You want to build an app that recognizes common objects like dogs or chairs.
You have limited data but want good detection results.
You want to learn how object detection works using ready models.
Syntax
Computer Vision
model = load_pretrained_model('model_name')
predictions = model.detect(image)

load_pretrained_model loads a ready-made detection model.

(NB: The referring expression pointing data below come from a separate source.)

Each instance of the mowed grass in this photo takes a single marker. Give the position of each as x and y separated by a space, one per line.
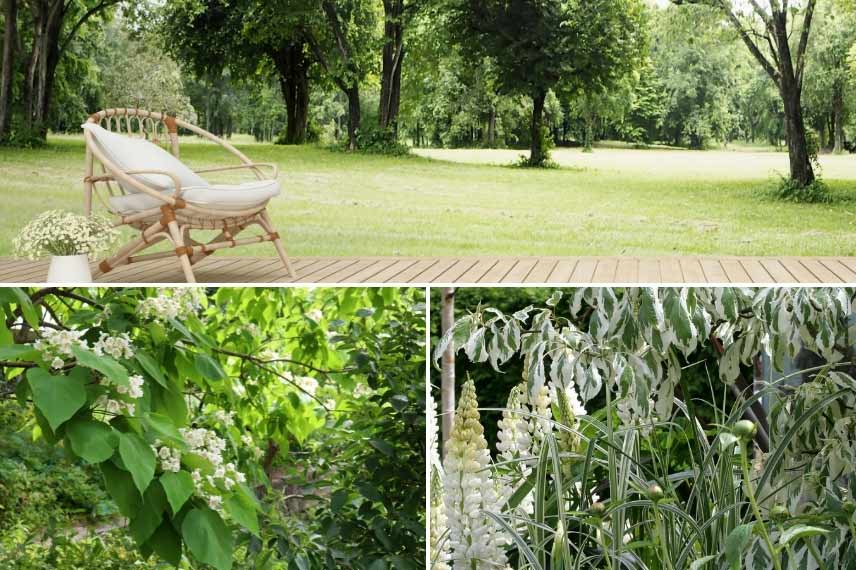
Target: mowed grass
610 202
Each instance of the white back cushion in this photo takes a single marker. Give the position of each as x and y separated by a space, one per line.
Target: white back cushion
140 154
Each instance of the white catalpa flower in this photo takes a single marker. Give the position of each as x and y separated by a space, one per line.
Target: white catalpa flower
118 346
474 538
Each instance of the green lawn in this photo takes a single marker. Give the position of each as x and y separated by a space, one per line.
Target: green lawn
464 202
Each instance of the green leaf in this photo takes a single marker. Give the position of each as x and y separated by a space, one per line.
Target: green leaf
800 531
111 369
138 458
151 367
208 539
28 310
58 397
208 367
18 352
166 543
736 543
149 516
92 440
243 509
179 487
121 487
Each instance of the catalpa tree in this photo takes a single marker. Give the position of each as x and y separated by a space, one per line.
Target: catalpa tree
187 400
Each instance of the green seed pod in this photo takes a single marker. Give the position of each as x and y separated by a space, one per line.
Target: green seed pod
655 493
745 430
780 513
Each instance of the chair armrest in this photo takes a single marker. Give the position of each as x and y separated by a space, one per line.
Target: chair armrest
253 165
140 186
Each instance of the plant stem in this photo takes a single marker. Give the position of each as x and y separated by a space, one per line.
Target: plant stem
750 494
661 538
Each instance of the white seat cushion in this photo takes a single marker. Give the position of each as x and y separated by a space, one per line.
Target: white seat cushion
214 196
140 154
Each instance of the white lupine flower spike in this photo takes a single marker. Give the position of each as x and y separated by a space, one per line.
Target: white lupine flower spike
475 538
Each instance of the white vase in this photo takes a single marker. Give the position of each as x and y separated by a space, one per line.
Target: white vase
69 269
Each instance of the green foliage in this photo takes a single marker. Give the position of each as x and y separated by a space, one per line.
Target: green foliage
190 402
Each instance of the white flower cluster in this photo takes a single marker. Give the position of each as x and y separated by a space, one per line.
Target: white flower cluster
118 346
225 476
170 458
58 344
170 304
111 407
514 442
62 233
440 555
135 387
307 384
255 450
474 538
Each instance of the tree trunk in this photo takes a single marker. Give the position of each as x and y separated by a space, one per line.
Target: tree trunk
536 144
353 94
795 136
41 67
10 15
292 64
392 56
838 119
447 374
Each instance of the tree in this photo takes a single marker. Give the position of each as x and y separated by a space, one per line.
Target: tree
764 30
343 49
55 24
7 65
554 45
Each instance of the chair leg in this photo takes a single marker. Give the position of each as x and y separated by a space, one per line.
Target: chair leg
181 250
265 223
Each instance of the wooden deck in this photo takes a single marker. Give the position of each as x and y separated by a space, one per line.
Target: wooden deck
473 270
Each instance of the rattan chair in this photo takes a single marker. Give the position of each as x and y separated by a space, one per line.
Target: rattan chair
170 211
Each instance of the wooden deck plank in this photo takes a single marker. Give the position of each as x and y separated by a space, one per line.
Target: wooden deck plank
562 271
470 270
734 271
542 270
670 270
627 270
798 270
843 272
820 271
605 270
520 270
649 271
713 271
475 273
755 270
692 271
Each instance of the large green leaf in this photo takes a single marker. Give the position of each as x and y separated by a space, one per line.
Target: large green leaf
179 487
208 367
151 366
149 516
138 458
736 543
121 487
58 397
208 538
92 440
111 369
166 543
242 508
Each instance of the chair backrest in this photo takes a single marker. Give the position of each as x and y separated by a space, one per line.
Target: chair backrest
159 128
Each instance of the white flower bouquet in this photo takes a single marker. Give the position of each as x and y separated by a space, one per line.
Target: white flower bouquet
56 232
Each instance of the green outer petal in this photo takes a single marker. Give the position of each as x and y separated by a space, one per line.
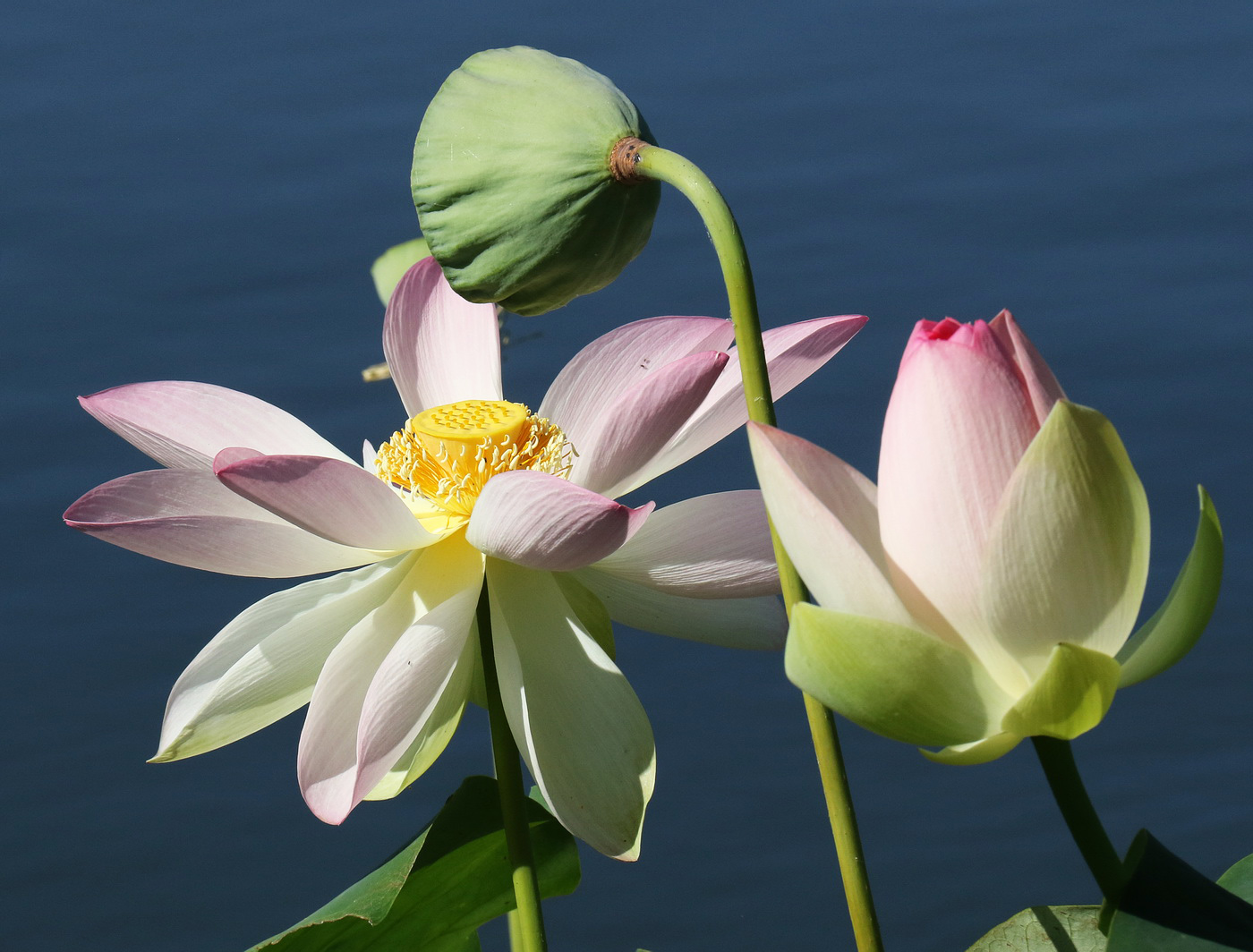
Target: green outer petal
977 753
1068 555
511 181
390 267
1175 626
891 679
1070 697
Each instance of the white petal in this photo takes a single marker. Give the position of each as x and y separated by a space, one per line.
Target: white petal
716 547
263 664
578 723
755 623
181 423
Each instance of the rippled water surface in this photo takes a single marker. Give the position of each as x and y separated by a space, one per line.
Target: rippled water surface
197 191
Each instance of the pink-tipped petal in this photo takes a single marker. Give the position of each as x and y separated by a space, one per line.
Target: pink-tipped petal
328 766
329 497
595 378
544 522
626 435
419 692
792 353
183 425
826 516
440 347
1042 386
958 423
714 547
578 723
188 517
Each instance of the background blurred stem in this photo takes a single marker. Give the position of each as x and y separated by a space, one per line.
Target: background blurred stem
664 166
526 922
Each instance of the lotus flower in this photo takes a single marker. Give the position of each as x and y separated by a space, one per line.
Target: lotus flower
987 589
473 485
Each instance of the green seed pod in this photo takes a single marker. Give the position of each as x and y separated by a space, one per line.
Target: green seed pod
513 181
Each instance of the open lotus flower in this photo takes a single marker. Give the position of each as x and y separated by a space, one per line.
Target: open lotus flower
473 485
985 591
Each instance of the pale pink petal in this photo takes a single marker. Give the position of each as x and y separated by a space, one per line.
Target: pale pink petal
183 425
826 516
263 664
958 423
329 497
1042 386
595 378
328 755
792 353
630 432
420 689
544 522
714 547
440 347
578 724
754 623
188 517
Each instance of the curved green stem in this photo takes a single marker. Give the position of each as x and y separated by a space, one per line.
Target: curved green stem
1068 788
526 922
668 166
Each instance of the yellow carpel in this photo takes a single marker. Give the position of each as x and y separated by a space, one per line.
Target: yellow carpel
445 455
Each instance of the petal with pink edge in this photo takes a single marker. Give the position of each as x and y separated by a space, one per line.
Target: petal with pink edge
630 432
183 425
263 664
716 547
578 723
1037 378
328 497
328 761
594 379
188 517
544 522
956 426
792 353
826 516
754 623
440 347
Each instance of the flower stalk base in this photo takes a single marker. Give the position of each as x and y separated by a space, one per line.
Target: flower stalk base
651 162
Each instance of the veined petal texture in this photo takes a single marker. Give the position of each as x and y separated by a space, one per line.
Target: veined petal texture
439 346
578 723
263 664
183 425
188 517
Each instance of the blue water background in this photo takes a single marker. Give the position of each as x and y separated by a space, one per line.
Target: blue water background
196 191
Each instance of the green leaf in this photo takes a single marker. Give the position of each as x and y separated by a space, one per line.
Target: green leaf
438 891
1046 929
891 679
1169 907
1175 626
390 267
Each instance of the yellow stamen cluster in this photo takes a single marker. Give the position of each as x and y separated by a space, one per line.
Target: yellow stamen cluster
445 455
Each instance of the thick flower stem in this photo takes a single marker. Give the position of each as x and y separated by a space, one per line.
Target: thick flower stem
526 922
1068 788
663 166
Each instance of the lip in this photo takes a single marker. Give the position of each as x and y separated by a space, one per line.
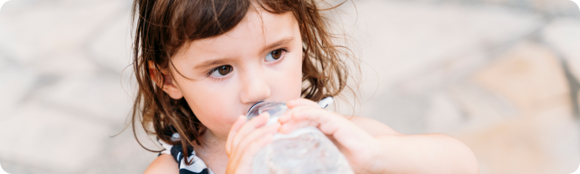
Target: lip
254 105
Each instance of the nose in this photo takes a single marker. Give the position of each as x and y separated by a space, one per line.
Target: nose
255 87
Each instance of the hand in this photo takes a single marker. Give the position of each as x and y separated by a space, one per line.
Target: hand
359 147
245 140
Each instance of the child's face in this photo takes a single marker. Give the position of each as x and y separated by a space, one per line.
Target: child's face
259 60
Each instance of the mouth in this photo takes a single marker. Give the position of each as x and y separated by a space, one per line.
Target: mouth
255 105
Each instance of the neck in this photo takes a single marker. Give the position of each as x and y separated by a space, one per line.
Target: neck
213 142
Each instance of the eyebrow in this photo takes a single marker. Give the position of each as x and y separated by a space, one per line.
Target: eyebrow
210 63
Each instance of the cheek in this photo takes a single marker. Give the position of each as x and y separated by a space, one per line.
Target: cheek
213 107
289 82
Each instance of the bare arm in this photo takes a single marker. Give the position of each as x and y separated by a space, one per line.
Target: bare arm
426 153
164 164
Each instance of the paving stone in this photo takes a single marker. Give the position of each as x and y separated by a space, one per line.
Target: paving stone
47 28
50 139
402 43
111 47
397 39
99 98
537 136
543 142
562 34
16 82
530 76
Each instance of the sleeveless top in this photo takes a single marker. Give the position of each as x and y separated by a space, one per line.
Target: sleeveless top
197 167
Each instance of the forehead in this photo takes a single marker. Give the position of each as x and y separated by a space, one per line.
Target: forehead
255 31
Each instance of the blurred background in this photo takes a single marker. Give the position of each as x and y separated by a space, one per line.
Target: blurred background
500 75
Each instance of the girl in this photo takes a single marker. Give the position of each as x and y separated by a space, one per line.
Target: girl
201 64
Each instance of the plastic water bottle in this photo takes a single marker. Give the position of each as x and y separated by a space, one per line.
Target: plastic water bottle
303 151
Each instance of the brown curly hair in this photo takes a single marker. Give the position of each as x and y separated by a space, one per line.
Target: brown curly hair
165 26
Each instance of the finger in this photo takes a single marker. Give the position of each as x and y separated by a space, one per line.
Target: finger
288 115
248 127
289 127
301 102
237 125
328 122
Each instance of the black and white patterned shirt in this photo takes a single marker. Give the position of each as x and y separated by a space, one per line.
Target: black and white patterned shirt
197 167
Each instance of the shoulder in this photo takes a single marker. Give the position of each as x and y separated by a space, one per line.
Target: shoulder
373 127
164 163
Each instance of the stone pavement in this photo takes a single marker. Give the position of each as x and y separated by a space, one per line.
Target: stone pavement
500 75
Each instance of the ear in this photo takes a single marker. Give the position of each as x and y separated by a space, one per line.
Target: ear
167 85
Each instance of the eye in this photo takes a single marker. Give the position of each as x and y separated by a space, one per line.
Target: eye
275 55
221 71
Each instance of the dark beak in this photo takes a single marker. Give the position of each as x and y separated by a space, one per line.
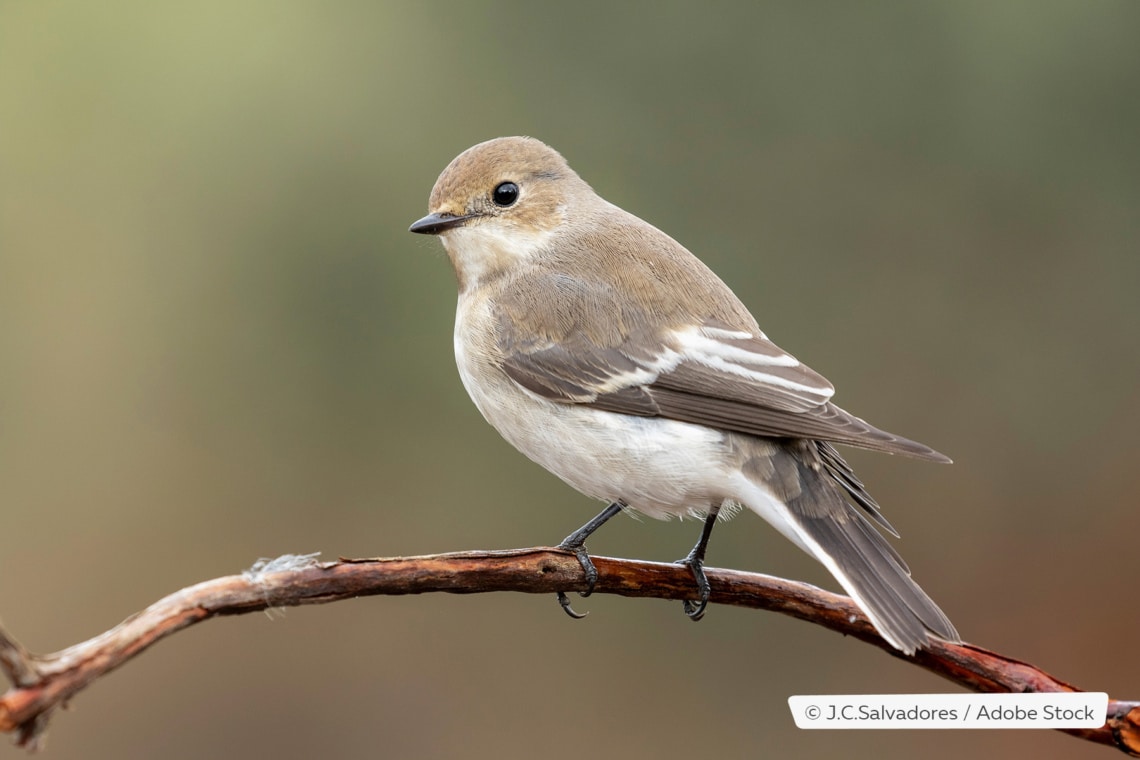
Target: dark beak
437 223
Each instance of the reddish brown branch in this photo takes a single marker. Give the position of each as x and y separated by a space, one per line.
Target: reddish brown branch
41 683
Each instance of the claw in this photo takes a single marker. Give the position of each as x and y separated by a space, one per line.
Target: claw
695 564
703 590
564 601
576 542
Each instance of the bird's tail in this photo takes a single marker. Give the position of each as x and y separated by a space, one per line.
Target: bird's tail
816 501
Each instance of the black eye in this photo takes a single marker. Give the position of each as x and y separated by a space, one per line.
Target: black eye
505 194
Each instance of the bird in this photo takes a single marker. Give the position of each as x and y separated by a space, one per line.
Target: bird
608 353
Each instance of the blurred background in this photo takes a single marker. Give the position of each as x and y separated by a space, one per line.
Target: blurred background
218 343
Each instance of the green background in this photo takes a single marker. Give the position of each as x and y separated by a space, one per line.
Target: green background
218 342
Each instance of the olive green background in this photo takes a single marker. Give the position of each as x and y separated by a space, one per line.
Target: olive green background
218 342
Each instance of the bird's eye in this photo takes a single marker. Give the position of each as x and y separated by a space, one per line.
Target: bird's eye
505 194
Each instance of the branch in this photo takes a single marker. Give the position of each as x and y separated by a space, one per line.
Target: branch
42 683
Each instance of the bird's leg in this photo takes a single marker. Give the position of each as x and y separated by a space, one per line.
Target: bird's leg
576 542
695 563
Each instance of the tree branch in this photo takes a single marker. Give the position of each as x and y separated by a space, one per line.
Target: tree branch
41 683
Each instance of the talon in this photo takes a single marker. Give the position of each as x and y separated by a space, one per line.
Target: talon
587 568
576 542
694 612
564 601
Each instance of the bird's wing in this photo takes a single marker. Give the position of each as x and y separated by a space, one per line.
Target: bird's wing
708 375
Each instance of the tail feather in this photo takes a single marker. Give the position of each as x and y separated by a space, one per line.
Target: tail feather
821 517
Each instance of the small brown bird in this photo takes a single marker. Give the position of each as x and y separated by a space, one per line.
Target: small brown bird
603 350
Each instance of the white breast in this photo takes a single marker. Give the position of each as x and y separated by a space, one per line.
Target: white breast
657 466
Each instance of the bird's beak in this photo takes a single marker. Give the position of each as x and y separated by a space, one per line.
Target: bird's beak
437 223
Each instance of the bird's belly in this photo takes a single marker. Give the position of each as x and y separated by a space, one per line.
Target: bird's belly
659 467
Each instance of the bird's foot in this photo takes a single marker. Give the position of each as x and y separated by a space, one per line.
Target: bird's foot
695 564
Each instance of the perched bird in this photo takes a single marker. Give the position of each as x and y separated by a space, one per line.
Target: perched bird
603 350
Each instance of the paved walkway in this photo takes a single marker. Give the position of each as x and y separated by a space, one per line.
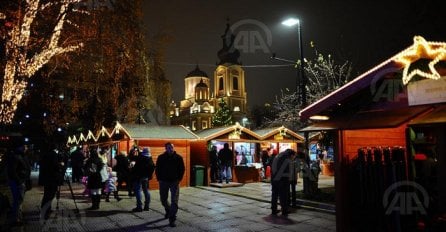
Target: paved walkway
245 208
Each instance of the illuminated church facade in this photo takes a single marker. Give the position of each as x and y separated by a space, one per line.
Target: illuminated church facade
199 105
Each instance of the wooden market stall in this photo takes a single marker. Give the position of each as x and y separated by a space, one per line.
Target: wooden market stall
240 139
378 123
156 137
279 138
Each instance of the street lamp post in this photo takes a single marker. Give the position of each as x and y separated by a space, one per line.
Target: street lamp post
302 84
303 81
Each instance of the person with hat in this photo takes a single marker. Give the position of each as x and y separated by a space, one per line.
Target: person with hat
142 173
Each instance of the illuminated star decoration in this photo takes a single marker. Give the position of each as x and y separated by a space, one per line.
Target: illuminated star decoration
422 49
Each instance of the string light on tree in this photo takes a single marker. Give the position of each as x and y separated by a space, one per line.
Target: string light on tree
422 49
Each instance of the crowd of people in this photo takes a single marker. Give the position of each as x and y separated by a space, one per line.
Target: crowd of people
101 174
281 169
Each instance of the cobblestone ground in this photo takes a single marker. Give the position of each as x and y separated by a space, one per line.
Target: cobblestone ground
200 209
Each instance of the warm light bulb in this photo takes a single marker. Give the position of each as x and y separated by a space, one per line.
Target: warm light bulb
290 22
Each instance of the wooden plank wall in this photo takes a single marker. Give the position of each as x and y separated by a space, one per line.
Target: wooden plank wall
200 156
355 139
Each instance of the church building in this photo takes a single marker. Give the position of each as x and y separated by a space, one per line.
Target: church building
199 105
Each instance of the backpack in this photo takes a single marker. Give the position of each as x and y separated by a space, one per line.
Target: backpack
150 167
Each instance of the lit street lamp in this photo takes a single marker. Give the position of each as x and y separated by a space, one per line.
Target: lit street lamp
290 23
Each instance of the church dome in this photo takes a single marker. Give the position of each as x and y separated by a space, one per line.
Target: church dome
196 73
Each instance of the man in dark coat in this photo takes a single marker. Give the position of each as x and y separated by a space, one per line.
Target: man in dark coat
214 163
77 162
142 173
226 157
51 175
169 172
280 180
94 166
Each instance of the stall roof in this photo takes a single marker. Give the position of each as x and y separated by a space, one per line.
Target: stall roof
268 132
211 133
437 115
144 131
370 119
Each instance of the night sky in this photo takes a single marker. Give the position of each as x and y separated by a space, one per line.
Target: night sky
363 32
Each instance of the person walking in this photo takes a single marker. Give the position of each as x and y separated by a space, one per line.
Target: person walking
51 176
214 163
94 166
169 172
77 162
226 157
280 181
122 171
110 186
294 171
18 172
142 173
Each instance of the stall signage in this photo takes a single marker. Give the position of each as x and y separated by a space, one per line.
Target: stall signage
426 91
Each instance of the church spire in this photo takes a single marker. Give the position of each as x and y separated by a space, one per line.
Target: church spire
228 54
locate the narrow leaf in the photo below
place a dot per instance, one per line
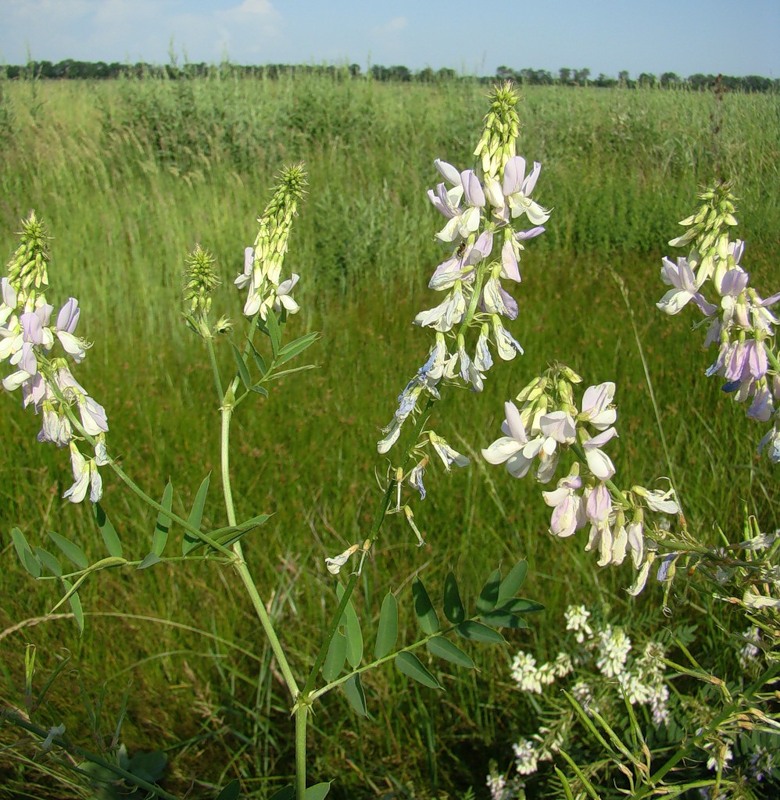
(296, 347)
(412, 667)
(489, 595)
(353, 689)
(259, 360)
(231, 791)
(503, 619)
(334, 660)
(163, 525)
(25, 553)
(243, 372)
(107, 531)
(317, 792)
(387, 631)
(49, 561)
(510, 586)
(453, 605)
(444, 648)
(196, 516)
(274, 332)
(521, 606)
(149, 561)
(70, 550)
(423, 608)
(75, 605)
(478, 632)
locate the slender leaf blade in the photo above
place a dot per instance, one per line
(25, 553)
(243, 371)
(412, 667)
(163, 525)
(387, 630)
(337, 655)
(488, 597)
(107, 531)
(70, 550)
(50, 561)
(423, 608)
(510, 586)
(230, 792)
(353, 689)
(478, 632)
(453, 605)
(444, 648)
(195, 517)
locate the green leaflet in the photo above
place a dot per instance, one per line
(412, 667)
(353, 689)
(423, 608)
(444, 648)
(70, 550)
(453, 605)
(163, 524)
(387, 631)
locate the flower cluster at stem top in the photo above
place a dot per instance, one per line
(548, 422)
(29, 333)
(740, 321)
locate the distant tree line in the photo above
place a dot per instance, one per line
(566, 76)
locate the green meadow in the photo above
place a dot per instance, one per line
(129, 176)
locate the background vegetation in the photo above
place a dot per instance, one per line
(129, 175)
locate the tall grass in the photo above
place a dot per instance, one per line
(129, 175)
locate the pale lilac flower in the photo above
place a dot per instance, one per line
(515, 448)
(568, 513)
(599, 463)
(596, 405)
(685, 287)
(447, 454)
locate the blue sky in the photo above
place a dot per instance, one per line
(682, 36)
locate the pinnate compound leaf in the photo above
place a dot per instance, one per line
(488, 597)
(334, 660)
(163, 525)
(274, 332)
(51, 562)
(412, 667)
(149, 561)
(70, 550)
(444, 648)
(25, 553)
(352, 629)
(296, 347)
(75, 605)
(317, 792)
(478, 632)
(243, 372)
(503, 619)
(423, 608)
(387, 631)
(510, 586)
(196, 516)
(353, 689)
(453, 605)
(231, 791)
(107, 531)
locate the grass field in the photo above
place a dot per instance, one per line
(128, 177)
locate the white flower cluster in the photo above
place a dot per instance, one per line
(549, 422)
(740, 321)
(28, 335)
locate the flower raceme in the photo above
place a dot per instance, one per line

detect runs the model on an image and returns detected objects with locations.

Examples
Loads a Faster R-CNN model and detects objects in the image.
Computer Vision
model = load_pretrained_model('fasterrcnn_resnet50_fpn')
predictions = model.detect(image)
Loads a lightweight SSD MobileNet model for faster detection on mobile devices.
Computer Vision
model = load_pretrained_model('ssd_mobilenet_v2')
predictions = model.detect(image)
Sample Model

This code loads a pre-trained Faster R-CNN model, processes an image, and prints detected object labels with confidence scores above 0.5.

Computer Vision
import torchvision
import torch
from PIL import Image
import torchvision.transforms as T

# Load a pre-trained Faster R-CNN model
model = torchvision.models.detection.fasterrcnn_resnet50_fpn(pretrained=True)
model.eval()

# Load and prepare an image
image = Image.open('test_image.jpg')
transform = T.Compose([T.ToTensor()])
image_tensor = transform(image)

# Run detection
with torch.no_grad():
    predictions = model([image_tensor])

# Print detected labels and scores
labels = predictions[0]['labels']
scores = predictions[0]['scores']
print('Detected objects:')
for label, score in zip(labels, scores):
    if score > 0.5:
        print(f'Label ID: {label.item()}, Score: {score.item():.2f}')
OutputSuccess
Important Notes

Pre-trained models come with labels as numbers; you can map them to names using the model's label map.

Detection models return bounding boxes, labels, and confidence scores for each object.

Using a threshold on scores helps ignore weak detections.

Summary

Pre-trained detection models let you find objects in images without training.

They save time and work by using knowledge from large datasets.

You can use them to quickly build apps or learn object detection basics.